May 31st, 2008 at 9:25 am
I see a change in Wisconsin.
I see the next Legislature, a Dem controlled group changing the states recall election requirements.
Voters would like to get rid of the corrupt, and want an easier way to do it.
Currently any office, state or local requires signatures based on the Governor’s election total results, gathered within 60 days to have a recall election…and then it can be further interfered with, by the legislature.
I suggest the following:
A recall election must be held within 90 days when:
A petition for recall is demanded, based on the total votes cast, in the last election for any specific office, are equal to or greater than 51% of those total votes cast.
(For the simple mimds: If 51% of the voters decide the person must go, that’s enough to get a new election.
Example: Gableman/Butler totaled 850,000 votes…so if 425,000 sign a petition…its a new election.
Once submitted, the signatures must be validated within 10 days of receipt, or by default, the new election occurs.
Once a recall election is validated, the elected person is placed on a paid leave, at 50% of the salary,with a hold on any official authority being suspended, until the new election results are validated. If the recall fails, the back pay is awarded and no damages can be sought, by any party involved.
For the simple minds: If a recall happens, the person, in office loses official authority and 50% of their salary, during the recall process. Authority would go to 2nd in command, within that elected office.
Finally, if a person is recalled, for any reason, they cannot hold public elected or appointed office for a period of six years from the recall elections validation date.
What this would do, after the insane overreactionary period of recallmania….the parties, candidates and money groups would think very seriously about who they support and the candidates would follow a far higher standard of ethical conduct that we currently have. It would settle, quickly into a standard of ‘recall threat’ that would keep such unethical persons, like Ziegler, from holding office for a period of time, before they could run again.
( For the simple minds: Force them to be more than ethical, not play at the lowest levels of ethical conduct)
It is our elections, and we can lower the standard to get rid of people, if we choose to.
Instead of voters having to play ‘buyer beware’; the elected officials would be under a career ending constant threat of rejection.
It just might attract the best of the best, and end the cheapest to elect.
June 1st, 2008 at 6:45 pm
Young Danny, the problem with Justice Gableman is that he isn’t the sharpest knife in the drawer, or any drawer.

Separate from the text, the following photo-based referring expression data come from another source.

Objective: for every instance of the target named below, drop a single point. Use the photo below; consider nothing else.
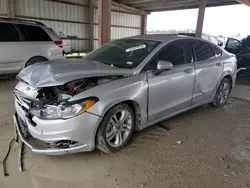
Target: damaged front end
(47, 118)
(38, 107)
(52, 102)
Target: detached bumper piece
(38, 146)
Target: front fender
(133, 88)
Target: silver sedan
(70, 106)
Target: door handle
(189, 71)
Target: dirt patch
(205, 147)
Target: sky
(224, 20)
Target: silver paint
(154, 97)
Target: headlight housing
(66, 111)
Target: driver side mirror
(162, 66)
(220, 43)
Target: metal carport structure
(87, 24)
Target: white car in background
(26, 42)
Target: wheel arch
(136, 108)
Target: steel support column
(201, 15)
(104, 19)
(11, 8)
(91, 25)
(144, 24)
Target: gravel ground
(205, 147)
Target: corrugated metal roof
(165, 5)
(3, 8)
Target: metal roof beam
(190, 5)
(165, 3)
(132, 2)
(246, 2)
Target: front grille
(23, 100)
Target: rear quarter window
(8, 33)
(217, 51)
(203, 51)
(33, 33)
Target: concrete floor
(215, 152)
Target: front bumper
(80, 129)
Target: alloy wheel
(119, 128)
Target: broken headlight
(66, 111)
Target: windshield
(124, 53)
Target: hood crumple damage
(59, 72)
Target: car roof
(162, 37)
(21, 21)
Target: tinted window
(203, 51)
(8, 33)
(33, 33)
(214, 40)
(173, 53)
(123, 53)
(177, 53)
(233, 44)
(218, 52)
(205, 37)
(246, 42)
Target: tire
(222, 93)
(108, 137)
(35, 60)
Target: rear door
(171, 91)
(12, 53)
(208, 68)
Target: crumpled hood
(59, 72)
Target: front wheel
(116, 128)
(222, 93)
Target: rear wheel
(116, 128)
(222, 93)
(35, 60)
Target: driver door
(241, 50)
(171, 90)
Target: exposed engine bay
(59, 94)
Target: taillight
(59, 44)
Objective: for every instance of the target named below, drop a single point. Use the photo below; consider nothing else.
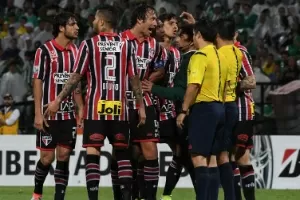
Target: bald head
(109, 15)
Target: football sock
(202, 182)
(115, 180)
(214, 183)
(124, 172)
(92, 173)
(236, 181)
(151, 176)
(141, 180)
(248, 181)
(173, 175)
(40, 175)
(135, 190)
(61, 177)
(226, 178)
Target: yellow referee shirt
(208, 69)
(234, 59)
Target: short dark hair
(226, 29)
(167, 17)
(110, 14)
(139, 13)
(61, 19)
(206, 29)
(188, 30)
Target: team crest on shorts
(47, 139)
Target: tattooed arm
(137, 89)
(190, 96)
(248, 83)
(70, 86)
(78, 96)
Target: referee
(207, 74)
(224, 42)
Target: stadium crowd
(269, 30)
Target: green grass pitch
(79, 193)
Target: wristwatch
(183, 112)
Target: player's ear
(139, 21)
(61, 28)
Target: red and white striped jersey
(149, 56)
(106, 60)
(53, 65)
(167, 107)
(244, 99)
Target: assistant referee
(207, 74)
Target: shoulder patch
(201, 53)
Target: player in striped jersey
(167, 114)
(150, 66)
(181, 156)
(106, 60)
(53, 64)
(244, 130)
(226, 31)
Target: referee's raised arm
(205, 78)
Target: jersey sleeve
(246, 69)
(160, 57)
(196, 69)
(39, 65)
(131, 70)
(82, 59)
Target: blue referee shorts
(231, 119)
(205, 128)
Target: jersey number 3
(109, 67)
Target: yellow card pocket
(252, 108)
(109, 107)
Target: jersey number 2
(110, 67)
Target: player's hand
(147, 86)
(180, 119)
(80, 118)
(39, 121)
(142, 115)
(188, 18)
(52, 108)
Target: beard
(70, 37)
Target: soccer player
(207, 74)
(54, 61)
(224, 42)
(244, 130)
(150, 65)
(167, 114)
(106, 59)
(175, 93)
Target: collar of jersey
(131, 36)
(207, 46)
(59, 47)
(237, 44)
(227, 46)
(108, 34)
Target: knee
(63, 154)
(47, 157)
(93, 151)
(223, 158)
(242, 156)
(199, 160)
(149, 150)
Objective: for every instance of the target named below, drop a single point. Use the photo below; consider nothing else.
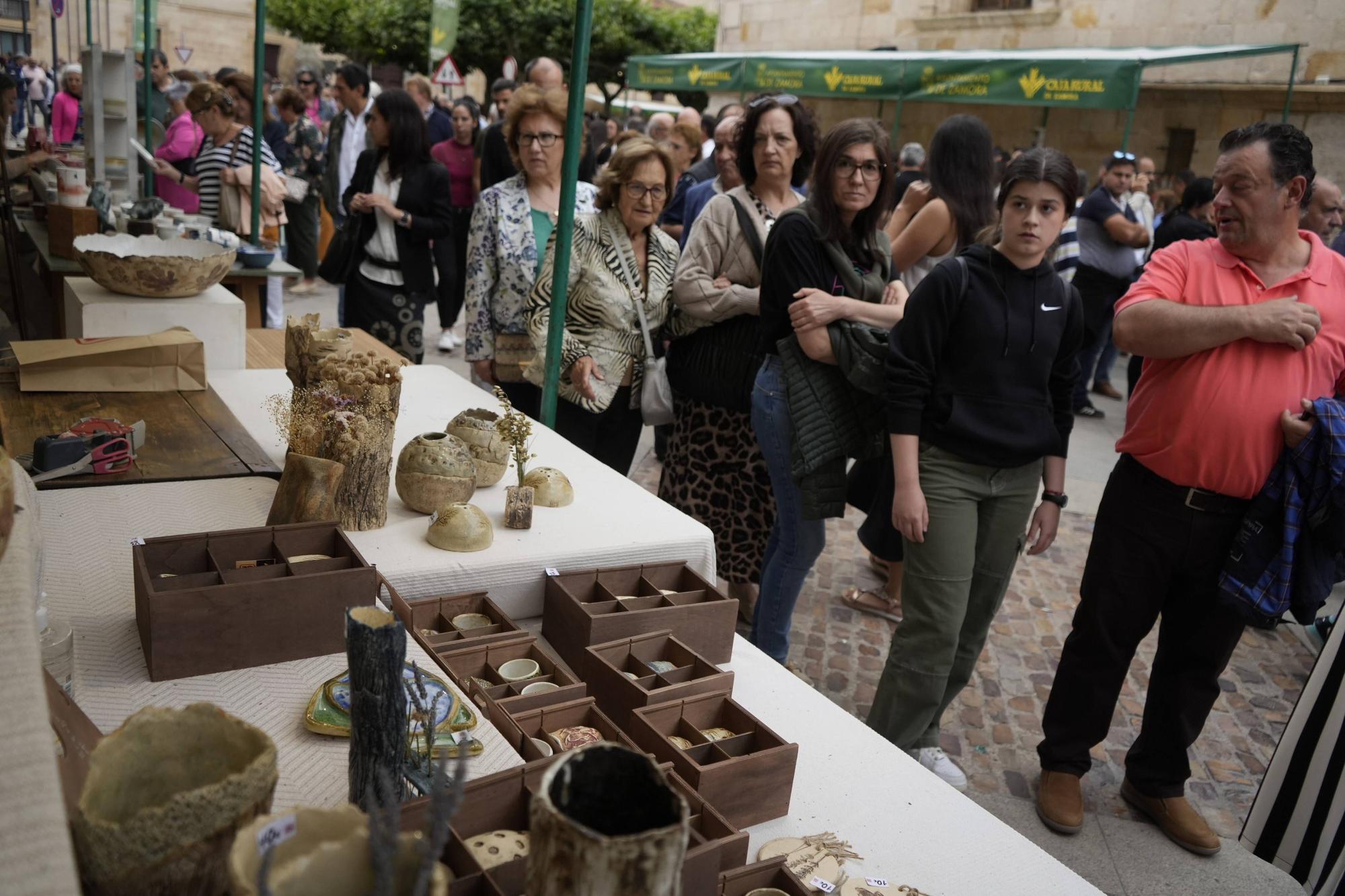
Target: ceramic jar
(490, 451)
(435, 470)
(165, 797)
(462, 528)
(551, 487)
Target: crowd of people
(938, 315)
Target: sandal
(872, 603)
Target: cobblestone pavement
(993, 728)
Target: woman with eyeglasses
(401, 197)
(458, 154)
(512, 224)
(621, 266)
(828, 300)
(714, 469)
(213, 108)
(978, 412)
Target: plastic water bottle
(59, 647)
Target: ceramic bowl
(151, 267)
(466, 622)
(520, 669)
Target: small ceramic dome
(551, 487)
(435, 470)
(477, 428)
(463, 528)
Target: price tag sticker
(276, 833)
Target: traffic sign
(449, 75)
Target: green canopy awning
(1079, 77)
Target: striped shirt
(215, 159)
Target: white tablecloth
(89, 584)
(611, 522)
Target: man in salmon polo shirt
(1235, 331)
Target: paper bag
(161, 362)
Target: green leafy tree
(489, 32)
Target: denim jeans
(796, 542)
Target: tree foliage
(489, 32)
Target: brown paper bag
(161, 362)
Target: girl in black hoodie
(980, 376)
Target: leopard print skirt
(714, 471)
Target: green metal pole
(1289, 93)
(566, 224)
(150, 83)
(259, 114)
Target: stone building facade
(1183, 110)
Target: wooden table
(267, 348)
(248, 284)
(189, 435)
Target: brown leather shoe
(1061, 802)
(1175, 817)
(1106, 391)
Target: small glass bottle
(59, 646)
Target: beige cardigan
(715, 248)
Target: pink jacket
(182, 140)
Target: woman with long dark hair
(978, 385)
(939, 217)
(458, 154)
(403, 198)
(828, 267)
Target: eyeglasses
(547, 139)
(778, 99)
(638, 190)
(870, 170)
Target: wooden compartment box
(748, 778)
(431, 620)
(586, 608)
(742, 881)
(477, 671)
(520, 725)
(504, 801)
(611, 666)
(221, 600)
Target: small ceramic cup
(465, 622)
(520, 669)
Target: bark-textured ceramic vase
(477, 428)
(165, 795)
(435, 470)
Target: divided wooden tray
(583, 608)
(748, 778)
(221, 600)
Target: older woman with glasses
(621, 280)
(512, 224)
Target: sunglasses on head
(778, 99)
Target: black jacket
(424, 193)
(987, 372)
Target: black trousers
(610, 436)
(1152, 555)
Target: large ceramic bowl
(151, 267)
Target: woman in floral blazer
(504, 249)
(305, 163)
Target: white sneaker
(938, 762)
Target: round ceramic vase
(435, 470)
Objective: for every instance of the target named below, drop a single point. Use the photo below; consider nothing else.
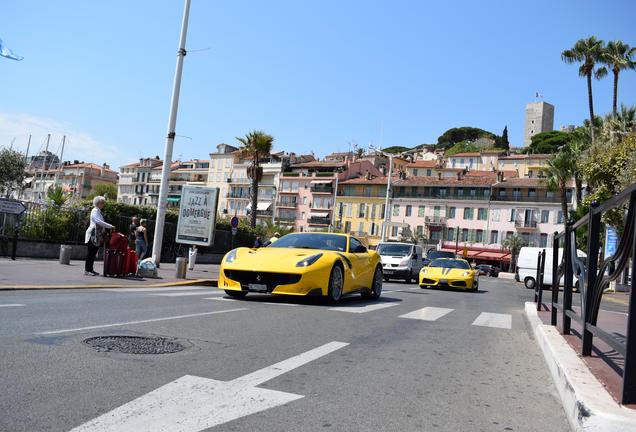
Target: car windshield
(448, 263)
(439, 254)
(394, 249)
(312, 241)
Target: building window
(545, 216)
(493, 237)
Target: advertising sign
(197, 215)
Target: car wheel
(236, 294)
(529, 282)
(336, 283)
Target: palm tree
(618, 56)
(558, 171)
(588, 52)
(255, 145)
(514, 244)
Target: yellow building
(360, 207)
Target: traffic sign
(10, 206)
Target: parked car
(400, 260)
(435, 254)
(487, 269)
(527, 266)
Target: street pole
(387, 214)
(167, 158)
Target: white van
(400, 260)
(527, 266)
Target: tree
(12, 166)
(255, 145)
(107, 190)
(618, 56)
(513, 244)
(588, 52)
(56, 195)
(455, 135)
(559, 170)
(503, 141)
(548, 142)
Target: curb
(190, 282)
(587, 404)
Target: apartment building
(526, 165)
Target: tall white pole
(388, 194)
(167, 158)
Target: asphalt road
(417, 360)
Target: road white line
(138, 322)
(177, 288)
(428, 313)
(363, 309)
(271, 372)
(183, 294)
(487, 319)
(193, 404)
(252, 301)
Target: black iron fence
(593, 276)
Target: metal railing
(593, 278)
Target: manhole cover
(134, 344)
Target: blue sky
(318, 75)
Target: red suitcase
(130, 266)
(114, 262)
(118, 242)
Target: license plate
(257, 287)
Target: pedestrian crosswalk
(350, 305)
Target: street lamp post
(167, 158)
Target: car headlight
(231, 256)
(308, 261)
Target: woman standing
(94, 234)
(141, 239)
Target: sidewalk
(48, 274)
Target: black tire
(375, 291)
(336, 283)
(529, 282)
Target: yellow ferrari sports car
(449, 272)
(302, 264)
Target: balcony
(526, 225)
(316, 220)
(435, 220)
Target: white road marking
(193, 404)
(182, 294)
(177, 288)
(139, 322)
(363, 309)
(251, 301)
(428, 313)
(487, 319)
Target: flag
(6, 52)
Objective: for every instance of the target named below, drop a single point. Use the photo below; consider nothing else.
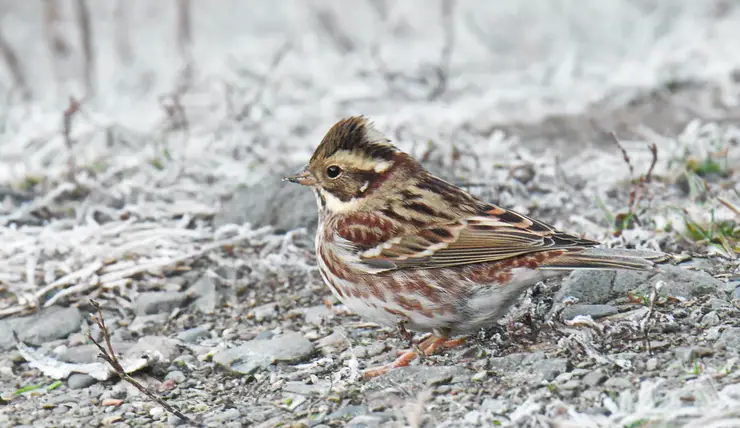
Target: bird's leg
(405, 334)
(427, 347)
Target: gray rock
(265, 312)
(142, 322)
(571, 385)
(594, 378)
(155, 302)
(89, 353)
(689, 354)
(192, 335)
(373, 420)
(652, 364)
(259, 354)
(710, 319)
(730, 339)
(334, 343)
(600, 287)
(550, 368)
(158, 348)
(205, 293)
(495, 406)
(618, 382)
(347, 412)
(49, 324)
(80, 380)
(317, 314)
(595, 311)
(176, 376)
(286, 206)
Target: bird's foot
(427, 347)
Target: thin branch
(443, 68)
(109, 355)
(184, 42)
(14, 66)
(123, 44)
(83, 21)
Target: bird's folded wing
(474, 239)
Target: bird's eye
(333, 171)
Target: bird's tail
(608, 259)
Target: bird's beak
(303, 176)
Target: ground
(154, 192)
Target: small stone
(652, 364)
(49, 324)
(442, 379)
(594, 378)
(156, 302)
(80, 380)
(205, 293)
(549, 369)
(710, 319)
(259, 354)
(689, 354)
(334, 343)
(347, 412)
(716, 303)
(176, 376)
(264, 312)
(317, 314)
(192, 335)
(594, 311)
(618, 382)
(479, 377)
(156, 412)
(495, 406)
(571, 385)
(730, 339)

If the good people at WMC were going to remove the sitting Justice, they had an obligation to come up with a candidate with a brain. Instead we got the living embodiment of low expectations.
Consider his resume. Ripon College, the bottom rung of the higher educational ladder in Wiscosnin. He then headed to the Twin Cities to attend Hamline, which is the lowest-ranked law school in the Midwest. I understand that he wasn’t a candidate for Wisconsin or Marquette, but Hamline? Apparently even Billy Mitchell was beyond his grasp!
That’s the problem with the newest Justice. He’s an intellectual cipher, and you know it if you look at him objectively.
I saw him in person three times in the last week of the campaign. No matter what the question, he has his “pat” little answers which he mouthed on command. The man can’t think on his feet, apparently.